With the magical utterance or writing of those words, a slump or a hot streak can be dismissed, something that looks to be a trend can be brushed aside and every performance can be saddled with a caveat.
You’ve probably heard it by now. And maybe you wonder, like I do, what exactly it means.
In basic terms, it’s easy to discern. Joe Mauer was 3-for-4 with a walk Wednesday, meaning his on-base percentage was .800 for the day. If he can keep up that pace for the rest of the year, he will be the American League MVP and cement his place in Cooperstown. We know, of course, that he won’t do that. Extrapolating one game over the course of a 162-game season is fun, but it’s not real.
But at what point does a small sample size become an adequate sample size?

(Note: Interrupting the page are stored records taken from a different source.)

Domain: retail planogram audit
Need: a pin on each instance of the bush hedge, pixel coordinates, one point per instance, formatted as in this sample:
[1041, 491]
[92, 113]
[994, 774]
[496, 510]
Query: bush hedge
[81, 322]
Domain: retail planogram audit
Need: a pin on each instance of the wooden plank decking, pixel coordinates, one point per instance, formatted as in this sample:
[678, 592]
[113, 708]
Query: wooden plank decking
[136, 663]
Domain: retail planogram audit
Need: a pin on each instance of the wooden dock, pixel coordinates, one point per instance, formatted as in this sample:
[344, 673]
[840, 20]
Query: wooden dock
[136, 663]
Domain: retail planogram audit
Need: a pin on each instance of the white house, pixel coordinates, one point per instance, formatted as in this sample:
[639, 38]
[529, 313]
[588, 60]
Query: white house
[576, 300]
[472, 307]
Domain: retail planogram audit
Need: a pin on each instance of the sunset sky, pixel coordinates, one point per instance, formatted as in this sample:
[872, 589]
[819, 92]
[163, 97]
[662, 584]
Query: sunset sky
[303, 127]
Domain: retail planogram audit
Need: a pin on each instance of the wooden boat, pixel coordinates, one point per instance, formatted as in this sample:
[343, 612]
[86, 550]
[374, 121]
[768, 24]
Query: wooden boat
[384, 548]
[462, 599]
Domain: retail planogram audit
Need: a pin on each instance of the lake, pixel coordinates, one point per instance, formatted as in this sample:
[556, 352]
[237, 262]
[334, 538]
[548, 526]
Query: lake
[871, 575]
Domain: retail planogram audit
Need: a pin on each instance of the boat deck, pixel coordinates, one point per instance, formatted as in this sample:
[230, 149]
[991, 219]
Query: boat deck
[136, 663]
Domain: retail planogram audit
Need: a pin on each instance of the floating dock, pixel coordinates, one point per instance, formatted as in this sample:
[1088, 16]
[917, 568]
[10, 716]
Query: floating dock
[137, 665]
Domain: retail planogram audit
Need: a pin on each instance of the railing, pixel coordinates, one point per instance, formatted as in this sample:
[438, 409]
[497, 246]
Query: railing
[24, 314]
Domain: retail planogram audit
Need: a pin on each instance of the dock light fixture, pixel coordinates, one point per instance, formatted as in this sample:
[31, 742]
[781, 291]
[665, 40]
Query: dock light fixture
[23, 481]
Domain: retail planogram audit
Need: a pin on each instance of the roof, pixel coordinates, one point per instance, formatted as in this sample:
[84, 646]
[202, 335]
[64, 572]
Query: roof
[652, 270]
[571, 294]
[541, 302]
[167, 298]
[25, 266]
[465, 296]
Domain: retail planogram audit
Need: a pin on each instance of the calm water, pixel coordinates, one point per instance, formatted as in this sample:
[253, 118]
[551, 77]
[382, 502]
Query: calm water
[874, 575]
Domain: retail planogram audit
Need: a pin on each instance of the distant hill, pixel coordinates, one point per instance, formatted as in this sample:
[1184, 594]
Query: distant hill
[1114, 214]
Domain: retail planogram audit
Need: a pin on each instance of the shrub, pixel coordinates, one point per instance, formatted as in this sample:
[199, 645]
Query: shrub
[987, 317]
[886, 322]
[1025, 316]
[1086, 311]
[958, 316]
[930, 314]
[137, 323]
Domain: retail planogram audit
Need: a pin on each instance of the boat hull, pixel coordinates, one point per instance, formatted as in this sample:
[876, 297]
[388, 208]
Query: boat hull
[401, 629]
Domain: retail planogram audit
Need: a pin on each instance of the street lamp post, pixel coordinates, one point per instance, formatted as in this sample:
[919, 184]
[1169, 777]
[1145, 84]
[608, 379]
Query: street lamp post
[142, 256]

The question was posed on Twitter, and I was told that entire statistical books have been written about such things.
Fortunately, Fangraphs.com has summarized those principles and applied them specifically to baseball. The site refers to “stabilization points,” the number of at-bats, plate appearances, etc., it generally takes before a sample size becomes indicative of a trend going forward. Within that summary, though, we find wildly divergent points.
For example, Fangraphs finds that a player’s strikeout rate will stabilize after just 60 plate appearances. But on-base percentage takes 460 plate appearances to stabilize. It’s fascinating stuff, but it also begs more questions. Forgive me, but Mauer offers the most interesting data to explore those questions.
Mauer has more than 5,000 career plate appearances, meaning his entire career is a massive sample size. This season, he has a little more than 250 plate appearances — a big enough sample to project some of his slump-ridden stats, but not for others.
The larger question is which sample to trust: the career numbers that suggest Mauer is one of the best hitters in baseball or the 2014 numbers — with Mauer getting older and striking out more — suggesting he is an average hitter.
In the smallest sample size (Wednesday’s game), Mauer is red hot. In the 2014 sample, he’s struggling. In the career sample, he’s great.
This is probably why former Gophers coach Glen Mason was fond of saying, “figures lie, and liars figure.”